Alejandrina
Alejandrina
El clavecín, el piano y la celesta. Imposible concebir un ángel más completo. Alejandrina Sanromá llegó a mi vida —más bien pasó por mi vida— en uno de esos momentos de sequía en que creí que ya jamás me volvería loco de pasión. Me obsesioné con esa idea del mismo modo en que algunos escritores se obsesionan con la página en blanco. Yo estaba en blanco, el mundo frente a mí también lo estaba. Llegué a pensar que mi relación anterior, un horrorizado romance con la violinista Manuela Suggia, me había incapacitado para sentir de nuevo. El último descenso a los infiernos que emprendimos juntos había sido a principios de junio. De pronto estábamos en noviembre, llevaba meses de fidelidad forzada, y ante mi tristeza y ese vagar como alma en pena por la casa, mi mujer se atemorizó: pensó que estaba planeando abandonarla. Por primera vez, noté que desconfiaba de mis salidas; registraba mis bolsillos, me espiaba cuando hablaba por teléfono. ¿Cómo explicarle que nunca le había sido fiel por tanto tiempo ni con tanta intensidad?

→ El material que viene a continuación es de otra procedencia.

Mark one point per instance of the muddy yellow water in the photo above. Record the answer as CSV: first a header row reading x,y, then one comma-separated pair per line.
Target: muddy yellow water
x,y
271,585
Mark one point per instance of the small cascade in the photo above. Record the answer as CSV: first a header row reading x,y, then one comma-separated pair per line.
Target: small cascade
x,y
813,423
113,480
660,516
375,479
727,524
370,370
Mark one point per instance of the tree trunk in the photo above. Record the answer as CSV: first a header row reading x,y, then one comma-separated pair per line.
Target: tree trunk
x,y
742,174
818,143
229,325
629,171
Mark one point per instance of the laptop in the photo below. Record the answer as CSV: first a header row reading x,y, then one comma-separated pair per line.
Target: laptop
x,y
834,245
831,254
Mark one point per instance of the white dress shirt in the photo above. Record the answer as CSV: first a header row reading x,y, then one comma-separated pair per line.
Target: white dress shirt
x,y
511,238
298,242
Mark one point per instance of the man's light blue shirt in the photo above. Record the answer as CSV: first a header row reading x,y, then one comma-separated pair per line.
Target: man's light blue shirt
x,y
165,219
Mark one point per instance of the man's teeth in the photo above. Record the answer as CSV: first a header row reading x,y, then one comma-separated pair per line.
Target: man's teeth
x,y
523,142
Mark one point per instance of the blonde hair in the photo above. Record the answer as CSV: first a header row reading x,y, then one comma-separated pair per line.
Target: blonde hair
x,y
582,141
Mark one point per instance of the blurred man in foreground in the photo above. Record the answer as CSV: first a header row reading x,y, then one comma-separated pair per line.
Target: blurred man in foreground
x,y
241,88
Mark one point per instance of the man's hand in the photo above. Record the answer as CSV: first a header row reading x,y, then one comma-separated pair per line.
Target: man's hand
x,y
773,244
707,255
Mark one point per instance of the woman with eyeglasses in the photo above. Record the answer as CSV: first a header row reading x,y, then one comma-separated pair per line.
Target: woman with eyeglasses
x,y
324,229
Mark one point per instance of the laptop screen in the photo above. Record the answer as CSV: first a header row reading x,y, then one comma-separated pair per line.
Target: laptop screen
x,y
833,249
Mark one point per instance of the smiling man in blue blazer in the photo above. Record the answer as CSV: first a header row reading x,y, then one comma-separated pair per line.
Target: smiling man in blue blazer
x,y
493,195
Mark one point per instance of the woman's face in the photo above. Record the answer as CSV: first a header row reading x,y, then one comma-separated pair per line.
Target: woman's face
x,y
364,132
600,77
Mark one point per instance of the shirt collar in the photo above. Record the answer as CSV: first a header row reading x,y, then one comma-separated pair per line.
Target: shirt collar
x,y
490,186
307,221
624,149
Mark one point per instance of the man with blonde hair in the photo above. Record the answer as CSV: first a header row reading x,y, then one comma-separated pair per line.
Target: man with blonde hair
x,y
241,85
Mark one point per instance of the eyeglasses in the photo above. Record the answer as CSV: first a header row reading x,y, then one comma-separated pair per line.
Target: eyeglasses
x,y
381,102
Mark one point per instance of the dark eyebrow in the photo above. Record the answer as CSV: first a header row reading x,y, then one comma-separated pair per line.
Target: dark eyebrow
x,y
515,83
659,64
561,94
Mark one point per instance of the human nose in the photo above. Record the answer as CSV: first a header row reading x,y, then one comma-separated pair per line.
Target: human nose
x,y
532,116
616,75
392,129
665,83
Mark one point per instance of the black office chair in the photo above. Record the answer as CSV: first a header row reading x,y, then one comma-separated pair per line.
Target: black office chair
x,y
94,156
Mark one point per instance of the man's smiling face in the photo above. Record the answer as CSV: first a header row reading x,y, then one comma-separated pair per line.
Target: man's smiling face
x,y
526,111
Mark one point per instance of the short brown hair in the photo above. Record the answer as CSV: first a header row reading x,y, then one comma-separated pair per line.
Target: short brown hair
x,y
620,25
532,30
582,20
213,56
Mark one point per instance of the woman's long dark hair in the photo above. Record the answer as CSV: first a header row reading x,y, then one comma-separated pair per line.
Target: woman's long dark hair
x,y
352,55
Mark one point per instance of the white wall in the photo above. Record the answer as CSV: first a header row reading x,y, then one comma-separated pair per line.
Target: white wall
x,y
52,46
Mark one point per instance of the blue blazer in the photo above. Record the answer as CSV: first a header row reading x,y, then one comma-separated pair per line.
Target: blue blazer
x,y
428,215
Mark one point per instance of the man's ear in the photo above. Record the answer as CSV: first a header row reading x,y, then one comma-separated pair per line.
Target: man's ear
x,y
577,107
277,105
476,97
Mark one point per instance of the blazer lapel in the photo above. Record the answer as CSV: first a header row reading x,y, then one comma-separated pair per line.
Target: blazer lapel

Estaba vacío, y por lo tanto, ni siquiera se me ocurría mirar a otra mujer. Me llegué a preguntar si no me habría enamorado de Manuela, absorbente viciosa, si no estaría atrapado por su recuerdo, por la violencia y la acritud que puso al final. Me golpeó duro la tristeza, un desaliento que parecía escurrirme por los poros. Me despertaba de madrugada, me asfixiaba en la cama, pero me obligaba a quedarme en ella, esperando el amanecer, la luz que iba entrando a poquitos y que cambiaba de color de minuto en minuto. Hacia el alba, mi mujer empezaba a roncar; los únicos ronquidos que me han llenado siempre de ternura son los de ella. En las amantes eran otra cosa. Los ronquidos me causaban risa o fastidio, incluso lástima, y en alguna ocasión fue la señal que me indicaba que había llegado la hora de alejarse.
Alejandrina Sanromá, para mi suerte, nunca roncó. O al menos, yo no la oí roncar, seguramente porque jamás dormimos juntos. Pasamos unas cuantas noches en vela, y algunas tardes de siestecita tropical, en las que ninguno de los dos llegó a pegar ojo.
Era un ángel inquieto, y por eso mismo estuvo siempre alerta, pendiente de mis mínimos gestos, febriles sus alucinado s ojos, que parecían perdonar el desquite. Porque con ella me quise desquitar.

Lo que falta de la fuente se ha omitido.